Claudius Iohannes Labib (ⲕⲗⲁⲩⲇⲓⲟⲥ ⲓⲱϩⲁⲛⲛⲏⲥ ⲗⲁⲃⲓⲃ; 6 January 1868 – 9 May 1918) was a Coptic (Egyptian) Egyptologist. His family was known for copying church books. He used to accompany his father to the el-Muharraq monastery to learn Coptic with the monks. He was the youngest of three brothers, the eldest being Pahor ⲡⲁϩⲱⲣ and the middle being Tadros ⲑⲉⲟⲇⲱⲣⲟⲥ . Labib learned Egyptian hieroglyphs from the French Egyptologists and was the second modern Egyptian to learn this ancient language (the first was Ahmad Kamal and Ahmad Kamal is of Turkish origin). Claudius Labib is credited for making the first Coptic-Arabic Dictionary ⲡⲓⲗⲉⲝⲓⲕⲟⲛ ⲛ̀ϯⲁⲥⲡⲓ ⲛ̀ⲣⲉⲙⲛ̀ⲭⲏⲙⲓ . He died before finishing it (ⲁ-ϧ). Claudius Labib was the chief editor of "On" (ⲱⲛ, Heliopolis) magazine which had articles written in Coptic. He also pioneered educational books for children named ⲁϧⲱⲙⲫⲁⲧ (Akhomphat).

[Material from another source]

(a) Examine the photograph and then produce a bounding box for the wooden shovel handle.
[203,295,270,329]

Claudius Labib was also responsible for editing a series of religious texts used by the Coptic Orthodox Church. The works were published at Cairo as follows: ⲡⲓⲕⲁⲧⲁⲙⲉⲣⲟⲥ Katamãrus, 1900–02; ⲡⲓⲉⲩⲭⲟⲗⲟⲅⲓⲟⲛ ⲉⲑⲟⲩⲁⲃ Euchologion, 1904; Funeral Service, 1905.